1967 Ford Mustang GT-500 Fastback
1967 Ford Mustang GT-500 Fastback

1967 Ford Mustang Shelby GT 500 Fastback. Ford’s partnership with Carroll Shelby is the stuff of legend and is now a major motion picture, coming soon to a multiplex near you. But it focuses on a very different aspect of Shelby’s role within Ford: racing. Specifically against Ferrari and the rest of the field at Le Mans, in cars that Ford was developing for the first time.

The other side of Shelby’s relationship with Ford would be called “tuning” today, and the GT500 played an early, and very important role in Shelby’s history as a builder of performance machines.

But the GT500 was not the first Mustang modified by Shelby’s operation: that honor goes to the 1965 GT350 and the GT350R. The “basic” GT350 dialed up the Mustang’s output by 35 hp, up to 306 hp, courtesy of a 289 CID K-Code engine, while also offering modified steering, a functional hood scoop and 15-inch wheels wearing low-angle Goodyear tires. A beefier rear axle from the Ford Galaxie was standard, as were Koni adjustable shock absorbers and Kelsey-Hayes front disc brakes. The early cars were also a little hard to drive, with a clutch that could be described as heavy. The GT350R dialed up the output even further, up to 360 hp, but only 34 examples of this model were made.

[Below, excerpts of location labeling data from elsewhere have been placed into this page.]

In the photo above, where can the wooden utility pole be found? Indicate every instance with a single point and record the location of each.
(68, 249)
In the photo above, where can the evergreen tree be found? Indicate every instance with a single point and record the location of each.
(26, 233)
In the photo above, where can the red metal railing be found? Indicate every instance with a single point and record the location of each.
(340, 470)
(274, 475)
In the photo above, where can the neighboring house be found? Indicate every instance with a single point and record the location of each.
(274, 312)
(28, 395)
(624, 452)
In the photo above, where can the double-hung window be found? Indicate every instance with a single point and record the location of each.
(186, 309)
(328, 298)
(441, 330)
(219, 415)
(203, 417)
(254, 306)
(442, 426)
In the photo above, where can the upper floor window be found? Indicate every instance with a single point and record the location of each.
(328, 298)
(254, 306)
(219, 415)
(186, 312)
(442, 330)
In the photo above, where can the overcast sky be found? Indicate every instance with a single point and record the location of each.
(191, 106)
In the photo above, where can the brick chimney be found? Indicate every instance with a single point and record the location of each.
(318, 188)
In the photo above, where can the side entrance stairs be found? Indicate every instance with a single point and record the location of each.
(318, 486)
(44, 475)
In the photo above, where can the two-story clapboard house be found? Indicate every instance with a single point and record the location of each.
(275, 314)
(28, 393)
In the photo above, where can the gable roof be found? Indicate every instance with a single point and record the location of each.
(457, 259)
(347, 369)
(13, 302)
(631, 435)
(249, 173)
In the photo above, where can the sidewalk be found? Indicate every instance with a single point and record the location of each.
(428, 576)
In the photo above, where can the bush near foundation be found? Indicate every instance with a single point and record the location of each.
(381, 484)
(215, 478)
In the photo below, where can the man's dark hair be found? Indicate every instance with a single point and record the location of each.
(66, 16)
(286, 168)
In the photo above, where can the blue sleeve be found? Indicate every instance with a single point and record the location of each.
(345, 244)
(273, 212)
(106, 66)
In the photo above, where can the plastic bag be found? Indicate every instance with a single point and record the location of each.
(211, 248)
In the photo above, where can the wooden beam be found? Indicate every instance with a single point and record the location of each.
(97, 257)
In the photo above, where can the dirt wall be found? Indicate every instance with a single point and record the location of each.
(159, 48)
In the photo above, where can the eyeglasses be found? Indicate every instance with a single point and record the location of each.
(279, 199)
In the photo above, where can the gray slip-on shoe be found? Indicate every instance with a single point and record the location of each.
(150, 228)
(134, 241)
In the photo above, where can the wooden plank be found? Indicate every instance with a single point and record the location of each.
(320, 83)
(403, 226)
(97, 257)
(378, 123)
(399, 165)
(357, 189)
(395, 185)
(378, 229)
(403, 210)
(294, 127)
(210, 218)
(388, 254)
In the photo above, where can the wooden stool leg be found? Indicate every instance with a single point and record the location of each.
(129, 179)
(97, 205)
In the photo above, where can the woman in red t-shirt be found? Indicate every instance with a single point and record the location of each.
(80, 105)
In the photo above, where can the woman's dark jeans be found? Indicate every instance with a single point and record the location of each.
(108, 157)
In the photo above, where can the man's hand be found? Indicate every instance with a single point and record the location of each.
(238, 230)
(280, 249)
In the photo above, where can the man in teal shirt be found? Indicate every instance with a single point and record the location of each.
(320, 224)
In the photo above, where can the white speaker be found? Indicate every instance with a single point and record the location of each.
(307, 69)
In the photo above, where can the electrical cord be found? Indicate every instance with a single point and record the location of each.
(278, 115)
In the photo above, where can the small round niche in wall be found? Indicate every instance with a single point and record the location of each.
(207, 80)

For the 1966 model year the Shelby Mustang lineup gained a new model: the GT350H “Rent-A-Racers” finished in black with gold stripes.

“Ford supplied the new Mustangs with V8 engines and mostly automatic transmissions, Shelby added extra performance and style and Hertz gave the public access to a unique driving experience through what was known then as its new ‘Rent-A-Racer’ program,” Ford said.

1,001 examples of the GT350H were produced for Hertz, and of course were later acquired by enthusiasts. The ones that weren’t wrecked by car renters, anyway.

The GT500 that debuted for 1967 was a different beast from those earlier models.

For one thing, it was powered by a 428 CID engine with two 600-CFM Holley carburetors, rated at 355 hp and 420 lb-ft of torque, paired with a choice of a four-speed manual or a three-speed automatic. The engine itself also featured a cast aluminum intake manifold. Actually, there were two engine options for the GT500 for 1967 — the other was Ford’s 427 CID V8 that was quite a bit more expensive than the Shelby-modified 428 CID unit.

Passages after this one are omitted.